I also think $300+ per dozen is steep for brand new decoys, especially when they aren't readily available for purchase. I would steer clear from the old style Avery snows as you'll spend more time screwing on heads than actually setting the spread, but over the last three years I haven't had a single one-piece new-style Avery bust on me.

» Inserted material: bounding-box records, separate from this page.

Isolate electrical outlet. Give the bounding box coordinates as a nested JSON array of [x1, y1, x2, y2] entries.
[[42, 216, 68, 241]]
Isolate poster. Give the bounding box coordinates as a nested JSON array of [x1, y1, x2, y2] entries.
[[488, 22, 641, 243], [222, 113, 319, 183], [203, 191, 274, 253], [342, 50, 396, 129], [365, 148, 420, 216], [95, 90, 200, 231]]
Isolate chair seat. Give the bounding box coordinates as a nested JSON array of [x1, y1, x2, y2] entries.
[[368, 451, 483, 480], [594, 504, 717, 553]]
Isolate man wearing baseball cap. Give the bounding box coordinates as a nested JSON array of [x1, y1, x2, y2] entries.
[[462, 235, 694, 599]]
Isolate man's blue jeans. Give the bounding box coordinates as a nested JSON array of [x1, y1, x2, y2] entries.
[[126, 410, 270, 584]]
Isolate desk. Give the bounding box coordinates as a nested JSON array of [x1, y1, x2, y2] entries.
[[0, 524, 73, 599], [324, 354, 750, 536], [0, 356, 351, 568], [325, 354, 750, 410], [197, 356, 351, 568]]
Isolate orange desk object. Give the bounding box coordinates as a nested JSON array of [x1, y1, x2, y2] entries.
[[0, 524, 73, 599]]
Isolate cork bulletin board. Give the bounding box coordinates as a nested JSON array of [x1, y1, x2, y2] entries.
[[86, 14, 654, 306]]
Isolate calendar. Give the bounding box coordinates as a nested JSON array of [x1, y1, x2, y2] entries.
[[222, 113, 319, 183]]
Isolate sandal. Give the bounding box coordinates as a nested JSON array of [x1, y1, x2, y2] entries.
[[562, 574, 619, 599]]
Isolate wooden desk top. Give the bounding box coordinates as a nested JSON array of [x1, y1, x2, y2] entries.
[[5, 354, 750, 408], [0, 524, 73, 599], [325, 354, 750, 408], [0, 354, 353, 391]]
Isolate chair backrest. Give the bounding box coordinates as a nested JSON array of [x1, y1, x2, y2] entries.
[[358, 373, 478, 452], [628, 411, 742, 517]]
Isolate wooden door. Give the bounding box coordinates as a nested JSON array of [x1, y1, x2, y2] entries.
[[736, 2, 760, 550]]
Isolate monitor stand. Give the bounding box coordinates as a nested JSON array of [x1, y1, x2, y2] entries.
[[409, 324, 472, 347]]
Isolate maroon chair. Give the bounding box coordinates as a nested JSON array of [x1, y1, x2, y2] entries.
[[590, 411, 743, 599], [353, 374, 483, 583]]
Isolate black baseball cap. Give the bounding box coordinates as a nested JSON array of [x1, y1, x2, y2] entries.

I'll put it this way, if someone gave me 10 dozen new Avian's, I sure wouldn't turn them down. But they aren't personally my first choice. Just my opinion though. Good luck this Spring!


----------



## Honker slayer (Feb 12, 2015)

Thanks guys for sharing your thoughts and experiences between the two, I think i'm going to buy a few of the sample avains and try them out and see how they hold up etc. But I like the price tag on the GHG much better!


----------



## mudhunter (Dec 10, 2007)

Remember the Ronco ad? Set it and forget it. The Avians set twice as fast as the avery. Jus my 2c. Avery somewhat more movement. Both move great.


----------



## HJ12allday (Apr 26, 2013)

Sorry to jump the thread but figured I'd throw Dakota snows into this as I plan to buy 10-30dz FB's for this fall - has anyone ran all three brands & are the Dakota's any better/worse or are all three decoys a horse a piece for movement? I look at decoy movement before paint/paint schemes on fullbodies - what brand moves best in a 5-15mph wind?

Anybody reading this that's looking to sell their FB spread feel free to PM me.
Thanks


----------



## Iowa 69 (Mar 12, 2012)

whiterocks and don't look back!!!iowa


----------